Formulaire croix rouge-ordre de St John  du Royaume Uni 28 septembre 41, censure anglaise, transmis (via le Portugal ?) à la croix rouge allemande de Paris (cachet rouge), transmis à la croix rouge à Genève (arrivée le 28 octobre 41) qui le transmet à Guernesey. Le destinataire répond le 19 juin 42 au verso du formulaire. Celui-ci est transmis à la Croix rouge à Genève (le 25 septembre 42), qui le transmet en Angleterre (via Paris). 2ème censure anglaise.

Les iliens, quant à eux, avaient à leur disposition un formulaire bilingue (français-allemand) fourni par la Croix Rouge Allemande.

Mais entre juin 44 et mai 45, ce type de communication a été interrompu. Un navire de la Croix Rouge (le Vega), en provenance du Portugal, qui a ravitaillé 6 fois les iles, n’a pas été autorisé à transporter les lettres que les anglais avaient envoyées à leurs correspondants iliens. Elles furent retournées.

 

3-6 Prisonniers

Plusieurs cas à envisager :

  • Déportés (et prisonniers de guerre) anglo-normands en Allemagne
  • Les soldats anglais présents dans les iles lors de l’arrivée des allemands furent envoyés dans des camps de prisonniers le 27 juillet 40 (stalags IV-B et XXI-D).
  • A partir de 1942, des habitants pas nés dans les iles et des anciens officiers de la première guerre furent envoyés dans l’Ilag V-B, l’Ilag V-C, l’Ilag VII, l’Ilag VIII-Z et l’Ilag WIII (selon Stich, ces civils ont tout d’abord été internés dans les Oflags UB, VI E, VII). 2 000 civils anglais furent déportés en Allemagne et, suite à un accord avec la Croix Rouge, ont été considérés comme étant des prisonniers de guerre, d’où la possibilité de leur envoyer du courrier.
  • Aurigny : camps de déportés. Il en aura 4 : Camps de Sylt (français « demi-juifs » -conjoints de non juifs à partir du 12 aout 43), Norderney (prisonniers russes et est-européens ainsi qu’espagnols), Helgoland (travailleurs russes) et Borkum (travailleurs allemands principalement). Ces camps dépendent de celui de Neuengamme (région de Hambourg). Cette main d’œuvre servira à construire le mur de l’Atlantique, sous le contrôle des ouvriers libres de l’organisation Todt. Les lettres de ces camps sont extrêmement rares.
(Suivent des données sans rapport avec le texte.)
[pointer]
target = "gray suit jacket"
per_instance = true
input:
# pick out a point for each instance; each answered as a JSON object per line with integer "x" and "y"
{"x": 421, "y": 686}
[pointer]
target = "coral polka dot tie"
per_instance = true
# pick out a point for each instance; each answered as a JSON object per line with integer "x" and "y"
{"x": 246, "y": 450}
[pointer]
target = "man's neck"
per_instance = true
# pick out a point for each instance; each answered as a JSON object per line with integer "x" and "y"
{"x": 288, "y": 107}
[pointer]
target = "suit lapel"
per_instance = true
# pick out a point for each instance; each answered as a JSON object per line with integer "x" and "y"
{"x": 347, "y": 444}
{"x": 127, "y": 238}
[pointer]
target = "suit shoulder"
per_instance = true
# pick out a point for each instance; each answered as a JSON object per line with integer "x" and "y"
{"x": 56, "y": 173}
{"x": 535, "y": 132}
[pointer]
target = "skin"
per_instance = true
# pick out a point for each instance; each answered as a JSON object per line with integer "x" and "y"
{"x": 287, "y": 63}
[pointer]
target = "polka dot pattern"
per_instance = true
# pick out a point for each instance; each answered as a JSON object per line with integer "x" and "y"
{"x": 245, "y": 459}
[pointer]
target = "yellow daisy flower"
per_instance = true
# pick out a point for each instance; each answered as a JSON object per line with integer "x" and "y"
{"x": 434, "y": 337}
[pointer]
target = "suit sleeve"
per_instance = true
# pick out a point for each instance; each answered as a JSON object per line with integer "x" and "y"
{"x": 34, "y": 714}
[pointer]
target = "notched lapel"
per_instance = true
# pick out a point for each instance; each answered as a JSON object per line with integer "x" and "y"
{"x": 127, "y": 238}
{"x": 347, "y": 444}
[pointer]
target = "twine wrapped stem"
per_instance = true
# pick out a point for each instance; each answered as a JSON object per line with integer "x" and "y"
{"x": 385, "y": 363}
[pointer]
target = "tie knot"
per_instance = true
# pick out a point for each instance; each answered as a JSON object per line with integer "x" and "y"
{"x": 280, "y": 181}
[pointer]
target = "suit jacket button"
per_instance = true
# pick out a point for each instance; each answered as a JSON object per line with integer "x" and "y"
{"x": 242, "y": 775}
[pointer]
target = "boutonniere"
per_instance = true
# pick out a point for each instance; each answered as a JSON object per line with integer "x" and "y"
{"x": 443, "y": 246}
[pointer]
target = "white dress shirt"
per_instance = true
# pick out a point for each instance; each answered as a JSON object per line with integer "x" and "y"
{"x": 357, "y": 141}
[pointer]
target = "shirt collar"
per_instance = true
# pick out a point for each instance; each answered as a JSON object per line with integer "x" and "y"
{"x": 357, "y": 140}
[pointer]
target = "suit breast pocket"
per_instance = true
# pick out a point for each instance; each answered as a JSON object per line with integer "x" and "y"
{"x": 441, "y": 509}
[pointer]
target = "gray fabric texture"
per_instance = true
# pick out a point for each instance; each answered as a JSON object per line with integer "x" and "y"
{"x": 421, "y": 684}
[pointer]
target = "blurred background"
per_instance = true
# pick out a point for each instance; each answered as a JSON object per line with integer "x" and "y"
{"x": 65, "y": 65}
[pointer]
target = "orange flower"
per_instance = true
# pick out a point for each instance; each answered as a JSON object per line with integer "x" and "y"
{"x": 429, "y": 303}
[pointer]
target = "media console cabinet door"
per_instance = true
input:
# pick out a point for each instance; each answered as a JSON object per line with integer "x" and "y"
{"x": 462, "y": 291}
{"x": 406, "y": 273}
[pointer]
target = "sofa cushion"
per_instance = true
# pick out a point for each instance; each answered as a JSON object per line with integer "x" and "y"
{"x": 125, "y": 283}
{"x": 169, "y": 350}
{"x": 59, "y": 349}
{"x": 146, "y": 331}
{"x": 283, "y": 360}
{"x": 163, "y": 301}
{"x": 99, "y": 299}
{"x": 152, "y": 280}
Le prisonnier devait affranchir l’enveloppe d’un timbre français de 1F50 (envoyé par sa famille). Les lettres étaient alors transportées par les allemands à Paris, où elles étaient censurées et recevaient une griffe « Paris Centralisateur » (et pas un cachet à date)
  • Après la libération, un certain nombre de soldats allemands furent gardés prisonniers dans les iles.